Metadata-Version: 2.4
Name: mcp-google-oauth
Version: 0.1.0
Summary: Drop-in Google OAuth 2.0 authentication for MCP servers
License-Expression: MIT
Project-URL: Homepage, https://github.com/hungvietdo/mcp-google-oauth
Project-URL: Repository, https://github.com/hungvietdo/mcp-google-oauth
Project-URL: Issues, https://github.com/hungvietdo/mcp-google-oauth/issues
Keywords: mcp,oauth,google,authentication,llm,claude
Classifier: Development Status :: 4 - Beta
Classifier: Intended Audience :: Developers
Classifier: Programming Language :: Python :: 3
Classifier: Programming Language :: Python :: 3.11
Classifier: Programming Language :: Python :: 3.12
Classifier: Programming Language :: Python :: 3.13
Classifier: Topic :: Internet :: WWW/HTTP :: HTTP Servers
Classifier: Topic :: Security
Classifier: Topic :: Software Development :: Libraries :: Python Modules
Requires-Python: >=3.11
Description-Content-Type: text/markdown
License-File: LICENSE
Requires-Dist: fastapi>=0.115.0
Requires-Dist: httpx>=0.27.0
Requires-Dist: itsdangerous>=2.0.0
Requires-Dist: sqlalchemy>=2.0.0
Requires-Dist: mcp[cli]>=1.6.0
Requires-Dist: python-dotenv>=1.0.0
Requires-Dist: uvicorn[standard]>=0.30.0
Provides-Extra: dev
Requires-Dist: build>=1.0.0; extra == "dev"
Requires-Dist: twine>=5.0.0; extra == "dev"
Dynamic: license-file

# MCP Server with Google OAuth 2.0 Authentication

Building an MCP server is straightforward — but adding proper authentication is not.
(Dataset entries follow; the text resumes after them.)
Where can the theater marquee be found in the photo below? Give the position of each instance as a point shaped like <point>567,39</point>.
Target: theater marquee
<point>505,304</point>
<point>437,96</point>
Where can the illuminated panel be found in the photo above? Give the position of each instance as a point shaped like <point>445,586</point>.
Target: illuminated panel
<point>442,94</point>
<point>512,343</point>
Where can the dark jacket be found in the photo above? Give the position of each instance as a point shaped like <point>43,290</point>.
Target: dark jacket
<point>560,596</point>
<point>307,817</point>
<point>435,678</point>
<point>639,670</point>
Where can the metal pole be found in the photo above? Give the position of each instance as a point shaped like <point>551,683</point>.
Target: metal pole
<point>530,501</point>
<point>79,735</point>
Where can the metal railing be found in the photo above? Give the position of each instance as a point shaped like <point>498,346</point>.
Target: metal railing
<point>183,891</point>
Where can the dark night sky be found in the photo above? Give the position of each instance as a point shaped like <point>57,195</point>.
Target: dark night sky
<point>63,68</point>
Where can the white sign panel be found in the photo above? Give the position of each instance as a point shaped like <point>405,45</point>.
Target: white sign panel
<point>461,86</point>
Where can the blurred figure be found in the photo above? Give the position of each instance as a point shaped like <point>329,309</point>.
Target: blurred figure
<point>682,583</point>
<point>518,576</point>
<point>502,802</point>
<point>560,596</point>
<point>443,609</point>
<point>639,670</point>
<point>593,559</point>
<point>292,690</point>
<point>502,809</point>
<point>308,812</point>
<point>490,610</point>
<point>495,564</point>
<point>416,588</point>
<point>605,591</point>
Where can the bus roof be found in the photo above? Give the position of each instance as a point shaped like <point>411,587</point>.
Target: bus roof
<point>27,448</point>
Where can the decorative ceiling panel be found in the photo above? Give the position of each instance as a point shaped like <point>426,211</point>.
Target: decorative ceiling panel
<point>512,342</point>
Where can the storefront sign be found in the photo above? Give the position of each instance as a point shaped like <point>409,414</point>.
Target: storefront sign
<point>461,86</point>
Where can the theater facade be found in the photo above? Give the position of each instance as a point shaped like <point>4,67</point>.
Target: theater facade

The [MCP spec](https://modelcontextprotocol.io/) requires OAuth 2.0 with discovery endpoints, dynamic client registration, PKCE, and token lifecycle management. That's a lot of boilerplate before you can write your first tool.

This project gives you all of that out of the box. You focus on your tools, authentication is handled.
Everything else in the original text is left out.